ATUL GAWANDE The Checklist Manifesto (2010)

Doctors are generally quite peculiar folk. In my experience, they seldom venture beyond their area of expertise, and are often content to remain blissfully unaware of other types of knowledge. They find it quite difficult to explain themselves to laypersons, and quite frequently end up marrying other doctors, just to keep life simple.

Atul Gawande is a notable exception. He is a surgeon of renown in the US, but he is also a writer of some talent. I have been reading his work as a staff writer in the New Yorker for years.
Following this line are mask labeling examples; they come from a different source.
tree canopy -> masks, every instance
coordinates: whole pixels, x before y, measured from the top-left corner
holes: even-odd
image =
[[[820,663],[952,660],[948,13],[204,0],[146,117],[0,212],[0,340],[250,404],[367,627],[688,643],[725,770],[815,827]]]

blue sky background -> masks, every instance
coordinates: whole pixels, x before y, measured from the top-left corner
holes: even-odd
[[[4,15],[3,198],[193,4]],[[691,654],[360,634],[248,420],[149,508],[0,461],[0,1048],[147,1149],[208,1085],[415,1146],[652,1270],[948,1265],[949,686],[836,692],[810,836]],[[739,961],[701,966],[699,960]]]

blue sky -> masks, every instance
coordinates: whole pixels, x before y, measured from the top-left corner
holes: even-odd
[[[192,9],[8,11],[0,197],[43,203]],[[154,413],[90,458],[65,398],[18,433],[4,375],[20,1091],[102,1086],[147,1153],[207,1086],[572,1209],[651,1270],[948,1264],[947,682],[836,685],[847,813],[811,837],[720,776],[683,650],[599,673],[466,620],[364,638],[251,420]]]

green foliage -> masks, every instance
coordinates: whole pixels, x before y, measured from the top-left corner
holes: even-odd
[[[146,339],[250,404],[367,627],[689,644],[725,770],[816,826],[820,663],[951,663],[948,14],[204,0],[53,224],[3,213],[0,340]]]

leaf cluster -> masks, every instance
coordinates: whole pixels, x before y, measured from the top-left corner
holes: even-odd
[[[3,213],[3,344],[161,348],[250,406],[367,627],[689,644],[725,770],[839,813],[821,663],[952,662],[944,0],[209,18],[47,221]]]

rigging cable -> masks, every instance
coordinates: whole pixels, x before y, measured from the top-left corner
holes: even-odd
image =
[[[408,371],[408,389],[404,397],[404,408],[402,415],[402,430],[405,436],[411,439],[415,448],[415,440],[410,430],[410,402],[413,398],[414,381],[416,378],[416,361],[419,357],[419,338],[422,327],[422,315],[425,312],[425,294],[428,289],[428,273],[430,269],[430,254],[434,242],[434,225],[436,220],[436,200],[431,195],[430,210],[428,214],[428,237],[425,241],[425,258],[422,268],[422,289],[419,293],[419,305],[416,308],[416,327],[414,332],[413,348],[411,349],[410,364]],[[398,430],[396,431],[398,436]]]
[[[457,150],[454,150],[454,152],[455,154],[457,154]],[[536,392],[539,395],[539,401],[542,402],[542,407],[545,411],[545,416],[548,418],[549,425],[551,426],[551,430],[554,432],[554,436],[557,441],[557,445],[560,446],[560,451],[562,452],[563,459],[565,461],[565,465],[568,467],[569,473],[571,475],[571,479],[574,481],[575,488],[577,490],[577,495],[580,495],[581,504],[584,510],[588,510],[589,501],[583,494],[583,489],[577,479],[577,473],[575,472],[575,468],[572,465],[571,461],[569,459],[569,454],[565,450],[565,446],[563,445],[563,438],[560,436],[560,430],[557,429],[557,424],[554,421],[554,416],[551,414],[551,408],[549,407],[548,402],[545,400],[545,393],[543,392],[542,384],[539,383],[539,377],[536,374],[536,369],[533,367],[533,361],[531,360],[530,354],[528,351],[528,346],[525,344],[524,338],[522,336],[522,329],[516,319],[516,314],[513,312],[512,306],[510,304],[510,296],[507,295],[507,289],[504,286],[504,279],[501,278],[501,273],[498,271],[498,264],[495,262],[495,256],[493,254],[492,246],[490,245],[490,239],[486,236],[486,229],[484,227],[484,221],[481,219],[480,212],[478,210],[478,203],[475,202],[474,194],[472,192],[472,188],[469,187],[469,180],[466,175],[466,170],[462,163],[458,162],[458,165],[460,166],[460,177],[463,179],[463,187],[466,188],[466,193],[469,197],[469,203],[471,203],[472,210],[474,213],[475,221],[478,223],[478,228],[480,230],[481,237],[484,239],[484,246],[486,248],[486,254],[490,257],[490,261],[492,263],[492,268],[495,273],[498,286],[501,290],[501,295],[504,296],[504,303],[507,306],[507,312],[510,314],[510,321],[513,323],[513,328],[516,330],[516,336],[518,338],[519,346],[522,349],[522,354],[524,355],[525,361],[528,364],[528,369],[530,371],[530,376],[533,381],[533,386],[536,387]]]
His latest book, ‘The Checklist Manifesto’, is worth a look.

Being a curious person, Dr Gawande found himself staring at a building in construction in one of his perambulations in Boston and wondering: why is it that hardly any buildings fall down? Such a heavy, complex structure with so many potential stress points – how does it hold together? Who’s the leader here?

The answer is in the excerpt shown. There was once an all-powerful leader called the Master Builder who oversaw everything; but the complexities of modern construction have made this role obsolete – not to mention dangerous. Now, the individual areas of expertise are separated and each manages its specialist function – design, materials, structure, electricals, plumbing – using strict processes and checklists.

In the good doctor’s own profession, however, this change has not happened. Medicine is still dominated by the ‘star consultant’ – the all-knowing, all-powerful near-deity who calls all the shots from diagnosis to treatment and is revered by all. If this ‘master doctor’ is on your case, you survive.

Or not. As Dr Gawande admits, clinical procedures coordinated wholly by these powerful consultants are encountering severe problems. Duplicated, flawed or just uncoordinated treatments abound. Change has to come.

This got me thinking: is the same not true in leadership in general? We have moved on from the ‘Big Man’ model to multi-nodal leadership. Countries led by single, dominant holders of power are coming increasingly unstuck, as no one person can stay on top of a modern nation.

In business, too, Master Builders like Rupert Murdoch or even Steve Jobs are dying away. It is no longer feasible for a single person to call the shots on everything from technology to marketing to finances to operations. The nature of organizational leadership must change, moving from ‘commander-in-chief’ to ‘head coach’.

Leadership will remain vital, of course it will. But its primary roles are going to be: getting the best out of others; getting different functions to work together; and managing resource decisions and trade-offs. This is very different from being the nexus of all decisions and judgements. It will also require a different type of persona. Big egos are unlikely to thrive.

In our part of the world, buildings still fall down with alarming frequency. This shows that we are still in transition from the Master Builder era to one dominated by specialists with strict processes, checklists and regulations. The same holds true in our businesses, and I wonder how many corporations will have to tumble before we move away from placing too much hope in individuals, and towards having an array of specialists coordinated by a leader with much looser reins.